But by your logic I should have deduced access already through some other means? Presumably by driving around parcels, asking landowners, etc.?

Also the idea that there are "secret" spots anymore is complete hogwash. That notion went out the window a few years ago with the advent of digital scouting and readily available topo maps. OnX and the like only accelerated that trend. And anyone who has hunted any amount of public land knows that there are no "secrets", only places people are willing or unwilling to go. 

Heck point me to the most remote location you can find in the Pigeon and I bet I can walk there and find a couple empty cans of busch and an old popup blind.


----------



## shaffe48b (Oct 22, 2019)

Lazy to what extent you aren't contacting the counties and getting the platt books and pooring over them. Personally, i don't see much distinction between an app being lazy and a book being hard working but you know how people can be.

Lazy to what extent you are just hunting public land vs knocking on doors and asking permission. As many of us have experienced, land owners like controlling what is going on in the area and would rather you ask their permission to hunt the area even if it's mostly public. These desires being unrealistic don't make them uncommon.

Lazy finally because you can do it from your couch vs scout in person. But you'll never figure out land boundaries in person because some are marked poorly and in other cases incorectly to make public land appear private. There's also aspects of the topography that you'll struggle to grasp from on the ground.


----------



## brdhntr (Oct 1, 2003)

shaffe48b said:


> Lazy to what extent you aren't contacting the counties and getting the platt books and pooring over them. Personally, i don't see much distinction between an app being lazy and a book being hard working but you know how people can be.


Many of these are not marked on the platt maps or anything else that is accessible by the general public. If you are using a platt map as your sole proof you have a right to be somewhere, you better be darn sure about it.
I know of more than a few of these, and the landowners will confront you if you try to use it. In one case, I know the family, so they don't bother. In another it took an actual visit from an officer at which point the No Tresspassing signs were removed. 

From the article:" Often, those documents are kept in some dusty file in a government office, where the public has no simple way to know about them." They aren't accessible unless you know who has them, and if that person even remembers they are there, and is willing to look for them if you know who to ask. To call wanting this stuff available in form a that anyone can use to be "lazy" is just ridiculous.


----------



## wannabeup (Aug 16, 2006)

Grinnell said:


> Nothing compares to time in woods wandering with a dog eared delorme on the dash


My delorme and michigan outdoor map books are full of circles, x's, and notation lines. The pages of kent, newago, and lake counties have long ago become seperated from over use. Marquette and baraga counties are barely hanging on.


----------



## jiggin is livin (Jan 7, 2011)

Wouldn't it just be easier if Michigan was like other States, where you could cross private property to access public land, as long as you didn't stop to hunt or fish the private....


----------



## DirtySteve (Apr 9, 2006)

jiggin is livin said:


> Wouldn't it just be easier if Michigan was like other States, where you could cross private property to access public land, as long as you didn't stop to hunt or fish the private....

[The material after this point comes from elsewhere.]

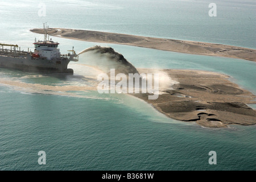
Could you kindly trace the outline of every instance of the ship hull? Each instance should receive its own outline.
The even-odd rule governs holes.
[[[67,68],[69,61],[69,59],[65,57],[48,60],[34,58],[29,55],[27,57],[20,57],[0,55],[1,68],[31,72],[73,74],[73,70]]]

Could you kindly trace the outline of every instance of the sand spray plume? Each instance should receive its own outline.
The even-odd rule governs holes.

Are many states like that? I assumed not but i really wouldnt know. I watch hunting shows like randy newberg or THP. They are usually asking permission using onx to track down a landowner.....or on more than one occasion i have seen newberg helicopter into a piece of landlocked public land.


----------



## jiggin is livin (Jan 7, 2011)

DirtySteve said:


> Are many states like that? I assumed not but i really wouldnt know. I watch hunting shows like randy newberg or THP. They are usually asking permission using onx to track down a landowner.....or on more than one occasion i have seen newberg helicopter into a piece of landlocked public land.


honestly, I am not sure how many are. I was being slightly sarcastic.


----------